We didn’t exchange gifts – volunteers have no money to spend. Instead, our focus was on spending time together. We honestly didn’t mind sleeping on the floor or in tents and having too many people sharing one bathroom. We were having fun in the way young people can. But we never dreamed it would be so difficult to cook our Christmas dinner, the focal point of our celebration.
The volunteer who was our host had purchased a turkey for the occasion – a live turkey. She thought she was keeping it safe near her house but two young children practicing their hunting skills with bow and arrows killed the turkey a week before Christmas! With no refrigerators in sight, my friend and her neighbors ate the bird before we arrived.
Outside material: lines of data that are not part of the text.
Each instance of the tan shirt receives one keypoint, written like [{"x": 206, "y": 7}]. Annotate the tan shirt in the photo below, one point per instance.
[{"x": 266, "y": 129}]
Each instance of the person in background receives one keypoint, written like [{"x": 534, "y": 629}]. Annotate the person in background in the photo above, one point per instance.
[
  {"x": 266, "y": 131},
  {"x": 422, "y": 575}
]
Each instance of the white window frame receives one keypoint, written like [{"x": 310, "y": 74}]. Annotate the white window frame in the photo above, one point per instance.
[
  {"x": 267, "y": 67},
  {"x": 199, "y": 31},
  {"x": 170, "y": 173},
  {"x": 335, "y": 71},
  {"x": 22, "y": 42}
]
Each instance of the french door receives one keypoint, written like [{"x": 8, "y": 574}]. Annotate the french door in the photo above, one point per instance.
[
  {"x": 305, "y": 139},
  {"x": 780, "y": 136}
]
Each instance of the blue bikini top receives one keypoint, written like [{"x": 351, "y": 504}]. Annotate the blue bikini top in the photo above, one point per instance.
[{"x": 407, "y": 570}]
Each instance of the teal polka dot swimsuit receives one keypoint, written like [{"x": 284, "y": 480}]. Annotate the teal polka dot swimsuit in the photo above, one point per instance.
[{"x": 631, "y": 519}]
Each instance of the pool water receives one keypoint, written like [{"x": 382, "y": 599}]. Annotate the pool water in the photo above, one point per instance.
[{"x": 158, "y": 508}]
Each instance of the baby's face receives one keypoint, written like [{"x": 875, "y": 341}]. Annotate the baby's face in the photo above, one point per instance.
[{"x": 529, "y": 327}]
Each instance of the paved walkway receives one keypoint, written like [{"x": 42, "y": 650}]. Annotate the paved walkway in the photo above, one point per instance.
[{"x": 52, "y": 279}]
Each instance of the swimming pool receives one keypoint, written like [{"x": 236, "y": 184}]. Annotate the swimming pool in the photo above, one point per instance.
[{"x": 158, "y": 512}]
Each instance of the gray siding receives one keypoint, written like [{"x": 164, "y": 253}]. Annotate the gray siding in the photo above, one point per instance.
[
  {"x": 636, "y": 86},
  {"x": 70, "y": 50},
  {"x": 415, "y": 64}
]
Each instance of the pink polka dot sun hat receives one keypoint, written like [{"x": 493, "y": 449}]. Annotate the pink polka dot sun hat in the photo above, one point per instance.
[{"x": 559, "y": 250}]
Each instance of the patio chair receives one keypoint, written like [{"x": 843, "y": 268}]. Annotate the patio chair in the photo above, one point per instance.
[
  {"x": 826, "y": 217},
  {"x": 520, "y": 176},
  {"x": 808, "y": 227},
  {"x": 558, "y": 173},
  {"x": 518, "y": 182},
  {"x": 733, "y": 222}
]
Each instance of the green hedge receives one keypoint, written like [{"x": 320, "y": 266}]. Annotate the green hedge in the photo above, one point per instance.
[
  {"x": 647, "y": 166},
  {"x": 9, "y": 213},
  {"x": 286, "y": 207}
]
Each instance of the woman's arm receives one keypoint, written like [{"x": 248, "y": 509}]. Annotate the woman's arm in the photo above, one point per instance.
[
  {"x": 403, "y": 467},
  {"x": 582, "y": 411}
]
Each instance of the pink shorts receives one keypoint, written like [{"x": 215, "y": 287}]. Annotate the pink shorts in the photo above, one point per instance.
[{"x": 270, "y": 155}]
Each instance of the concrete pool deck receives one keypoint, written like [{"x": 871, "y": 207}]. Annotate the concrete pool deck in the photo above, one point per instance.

Ever resourceful, our group pooled its cash and bought a few chickens for our Christmas feast and made a Robinson Crusoe-style oven (a large metal pot with a lid and charcoal on the top and bottom) to cook them. The chickens took forever to cook; yet, when we finally ate, what we lacked in style and cuisine, we made up for in spirit.
Perhaps feeling responsible for our missing a turkey feast, community members, dressed traditionally, gathered the next day and danced and sang for our group. Soon, they paraded in a cow and slaughtered it in our honor. One enterprising member of our group, experienced from working in a butcher’s shop while in high school, elbowed his way to the front and carved out the filet steaks. That night we ate the best meal that the tribe could offer us. We were grateful.
From my work with ChildFund, I know that 870 million people do not have enough to eat, and 98 percent of them live in developing countries. As you enjoy your Christmas dinner and count your blessings this year, I would ask you to also think about what you can do in 2013 to ease the hunger of others across the world.